I will say that Quantrill is pretty reliant on a cutter and I feel like I’m seeing a few pitchers that are cutter-heavy struggling early on in the season. Maybe it’s just a tough pitch to get a feel for early in the year or with the cooler weather and less grip on the baseball. I don’t know, but Quantrill is basically throwing nothing but sinkers and cutters and it would be nice to see a little more variance in the arsenal, especially because his sinker velo is down about a tick this year.
The Guardians offense doesn’t really hit the ball hard, which might play into the hands of Trevor Williams, who has almost always done well to limit hard contact. He has a career Hard Hit% of 33.2% and sits at 22.9% for this season through two starts. Williams has also only walked one of 43 batters and Cleveland’s offensive profile has been a little more reliant on the walk in the early going.
This is a weird game to handicap. In some respects, I think the Nats are live. On the other hand, they’ve been vastly better against left-handed pitchers and Quantrill is not a southpaw. It is worth noting that there will be a ton of balls in play in this game, so it could be a game subject to a high amount of variance. Cleveland’s base stealing prowess may come in handy here as well. Williams is actually pretty good at holding runners with only 23 stolen bases allowed in his career per FanGraphs, so that will be an interesting side note to follow as well.
Charlie Morton and Brady Singer are two guys at very different points in their respective careers. Singer started to morph into an ace last year just as Father Time seemed to be catching up with Morton. The veteran right-hander had his highest HR/FB% since 2010 and highest BB% since 2018. He also allowed the highest Hard Hit% of his career and far and away the highest Barrel%. The command just seemed to be on the fritz.
This season, Morton has allowed six runs on 15 hits in 10.1 innings to the Cardinals and Padres. He has done a much better job of limiting hard contact, but his K and BB numbers are now the ones under the microscope. His velocity looks fine, but his SwStr% is down and he’s not getting the same rate of chases outside the zone. He also has the lowest called strike percentage of his career since 2009.

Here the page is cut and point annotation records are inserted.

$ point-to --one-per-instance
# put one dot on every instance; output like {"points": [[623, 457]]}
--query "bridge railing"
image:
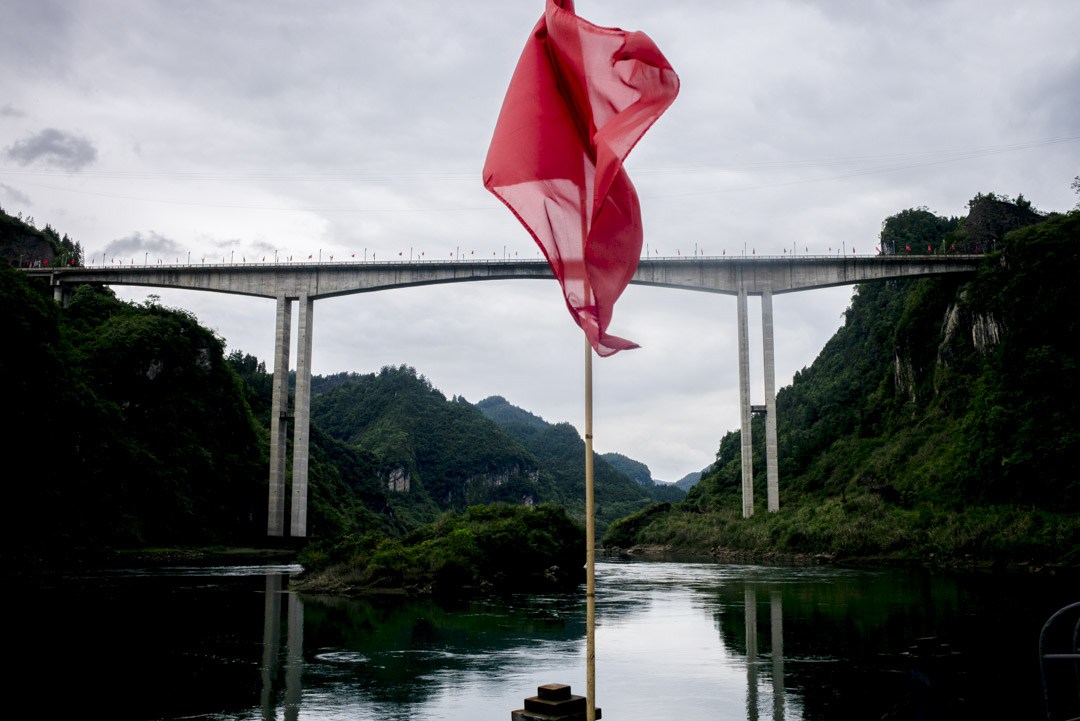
{"points": [[490, 261]]}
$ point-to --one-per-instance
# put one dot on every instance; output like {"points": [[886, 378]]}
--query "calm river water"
{"points": [[675, 640]]}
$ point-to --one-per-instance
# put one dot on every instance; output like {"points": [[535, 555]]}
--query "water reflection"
{"points": [[775, 652], [674, 640]]}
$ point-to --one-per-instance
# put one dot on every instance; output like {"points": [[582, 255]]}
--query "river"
{"points": [[675, 640]]}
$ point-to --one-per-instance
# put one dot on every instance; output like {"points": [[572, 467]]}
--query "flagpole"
{"points": [[590, 546]]}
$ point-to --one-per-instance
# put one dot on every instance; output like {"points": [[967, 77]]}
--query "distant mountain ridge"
{"points": [[532, 432]]}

There are so many red flags adding up with Morton that I think there will be chances to fade him as we go forward. I’m just not sure that the Royals offense will be the one to take advantage. The Royals are 29th in wOBA, better than only the Tigers, and 28 points behind the 28th-ranked Athletics. They have been a putrid offense, much to my chagrin, since I thought their offense could low-key be better this season.
Singer has allowed six runs on 10 hits over 11 innings. What worries me here is that he’s allowed a ton of hard contact with a 64.7% Hard Hit%. He’s not generating many swings and misses, which is how you neutralize the Braves lineup. His velocity is also a little light in the early going and he, too, has allowed a lot of zone contact. He is not getting many swings and misses outside the zone.

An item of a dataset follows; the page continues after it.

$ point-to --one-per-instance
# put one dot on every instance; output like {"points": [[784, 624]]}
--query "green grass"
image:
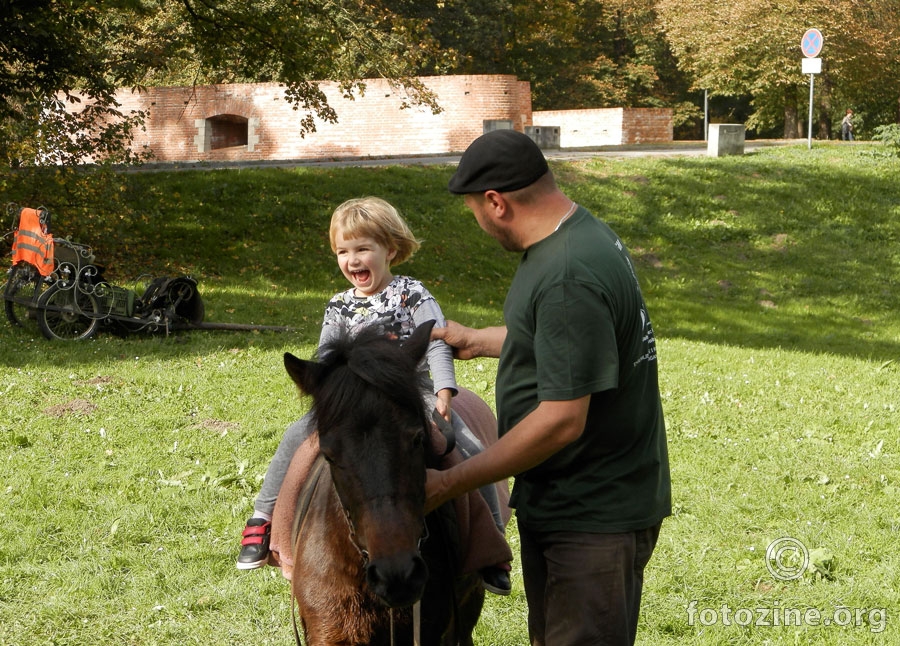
{"points": [[129, 465]]}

Morton at least goes from the Cardinals and Padres to a far lesser lineup where he has the chance to get right. Singer is being priced like the Singer of last season here and that’s not where he is at this stage of the season. If he flips the switch here and shuts down the Braves, so be it, but I’m getting a huge lineup advantage on Atlanta, a better bullpen, and at least a chance that Morton performs better when stepping down in class.
Pick: Braves -130
Because I need to record the MLB pod and my Ohio radio show, I’m up against it with time for Mets/A’s and Rockies/Mariners, but I didn’t have much to say about the big favorites in either game.